Ein waghalsiges Unternehmen startete am Sonntag ein 48-jähriger Skifahrer am Hauser Kaibling: Er hatte am Sessellift seinen Skistock verloren und wollte ihn nach dem Aussteigen selber holen. Dabei blieb er mit seinem Helm an der Fußraste des Sessellifts hängen, wurde mitgeschleift und stürzte dann in die Tiefe!
Dass man den Skistock verliert, kann ja einmal vorkommen - so wie es einem Salzburger (48) am Sonntagvormittag auf der Gipfelbahn am Hauser Kaibling kurz vor dem Ausstieg passiert ist. "Eigentlich hätte er dem Liftwart Bescheid geben sollen, der hätte den Stock geholt. Außerdem steht dort ein Zaun zur Absperrung, den man nicht übersteigen darf", erklärt Bergbahnen-Chef Arthur Moser. Tat der Salzburger aber doch - und plötzlich wurde er vom Sessellift, der dort seine Schleife zieht, erfasst - die Fußraste fädelte im Helmband ein und zerrte ihn mit.
Sechs Meter abgestürzt
Der Liftwart konnte das Geschehen nicht bemerken, weil sich alles unterhalb seiner Hütte abspielte. Andere Skifahrer machten ihn darauf aufmerksam, woraufhin er sofort den Not-Stopp drückte. 30 Meter wurde der 48-Jährige mitgeschleppt, er versuchte sich mit den Händen am Lift festzuklammern und das Helmband zu öffnen. Doch der Salzburger konnte sich nicht mehr halten und stürzte sechs Meter in die Tiefe in steiles Gelände in den Schnee.

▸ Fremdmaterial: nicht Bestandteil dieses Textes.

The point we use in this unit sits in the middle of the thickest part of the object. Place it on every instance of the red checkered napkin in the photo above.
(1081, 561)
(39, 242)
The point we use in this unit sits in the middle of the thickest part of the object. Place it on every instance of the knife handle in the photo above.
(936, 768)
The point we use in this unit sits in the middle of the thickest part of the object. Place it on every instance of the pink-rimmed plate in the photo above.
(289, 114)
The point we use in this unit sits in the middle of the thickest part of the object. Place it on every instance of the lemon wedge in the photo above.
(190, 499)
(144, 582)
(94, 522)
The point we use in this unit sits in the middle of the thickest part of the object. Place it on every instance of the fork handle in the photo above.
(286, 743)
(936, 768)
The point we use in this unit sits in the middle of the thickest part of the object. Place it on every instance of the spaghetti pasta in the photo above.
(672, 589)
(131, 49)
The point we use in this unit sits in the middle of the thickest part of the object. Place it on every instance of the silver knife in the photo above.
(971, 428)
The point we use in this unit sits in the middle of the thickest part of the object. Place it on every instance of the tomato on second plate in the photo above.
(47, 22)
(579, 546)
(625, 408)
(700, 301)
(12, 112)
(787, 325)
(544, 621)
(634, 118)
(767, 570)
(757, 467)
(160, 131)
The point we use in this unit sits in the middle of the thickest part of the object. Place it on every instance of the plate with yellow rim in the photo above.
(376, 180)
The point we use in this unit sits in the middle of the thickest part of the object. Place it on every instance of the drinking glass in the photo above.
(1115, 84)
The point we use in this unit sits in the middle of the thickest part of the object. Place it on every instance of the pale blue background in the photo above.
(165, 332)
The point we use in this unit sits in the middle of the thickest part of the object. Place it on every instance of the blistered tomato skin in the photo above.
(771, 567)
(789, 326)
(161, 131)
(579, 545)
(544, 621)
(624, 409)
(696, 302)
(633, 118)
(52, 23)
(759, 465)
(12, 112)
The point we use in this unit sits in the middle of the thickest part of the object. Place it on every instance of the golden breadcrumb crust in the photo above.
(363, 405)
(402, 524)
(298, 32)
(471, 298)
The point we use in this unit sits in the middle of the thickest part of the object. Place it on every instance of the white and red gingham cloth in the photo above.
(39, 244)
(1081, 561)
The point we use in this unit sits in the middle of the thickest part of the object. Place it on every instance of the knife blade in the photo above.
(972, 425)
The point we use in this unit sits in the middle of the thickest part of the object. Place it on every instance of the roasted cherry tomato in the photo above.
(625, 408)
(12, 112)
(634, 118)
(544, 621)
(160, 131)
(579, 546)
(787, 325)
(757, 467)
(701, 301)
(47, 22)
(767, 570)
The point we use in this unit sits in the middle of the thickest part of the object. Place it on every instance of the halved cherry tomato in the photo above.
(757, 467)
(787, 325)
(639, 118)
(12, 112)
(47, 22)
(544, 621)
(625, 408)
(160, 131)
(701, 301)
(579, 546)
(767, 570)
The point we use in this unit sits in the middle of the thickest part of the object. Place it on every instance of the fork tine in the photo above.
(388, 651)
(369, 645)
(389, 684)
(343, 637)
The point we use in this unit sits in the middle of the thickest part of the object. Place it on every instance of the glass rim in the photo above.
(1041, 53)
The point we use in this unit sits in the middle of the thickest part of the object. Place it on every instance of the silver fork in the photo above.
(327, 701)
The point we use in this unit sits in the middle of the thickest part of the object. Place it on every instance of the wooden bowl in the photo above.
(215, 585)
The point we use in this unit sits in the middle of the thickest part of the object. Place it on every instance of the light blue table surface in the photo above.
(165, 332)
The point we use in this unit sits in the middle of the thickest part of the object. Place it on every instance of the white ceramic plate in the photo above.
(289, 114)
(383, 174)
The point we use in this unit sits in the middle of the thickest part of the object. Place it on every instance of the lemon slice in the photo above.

Ein Horror-Szenario, das aber glimpflich endete: Die Bergrettung barg den Salzburger, der aber statt ins Krankenhaus lieber weiter skifahren wollte. "Mein Team hat ihn aber überredet, sich doch untersuchen zu lassen", ist Arthur Moser froh. Der wagemutige Mann wurde schließlich ins Diakonissenkrankenhaus Schladming gebracht.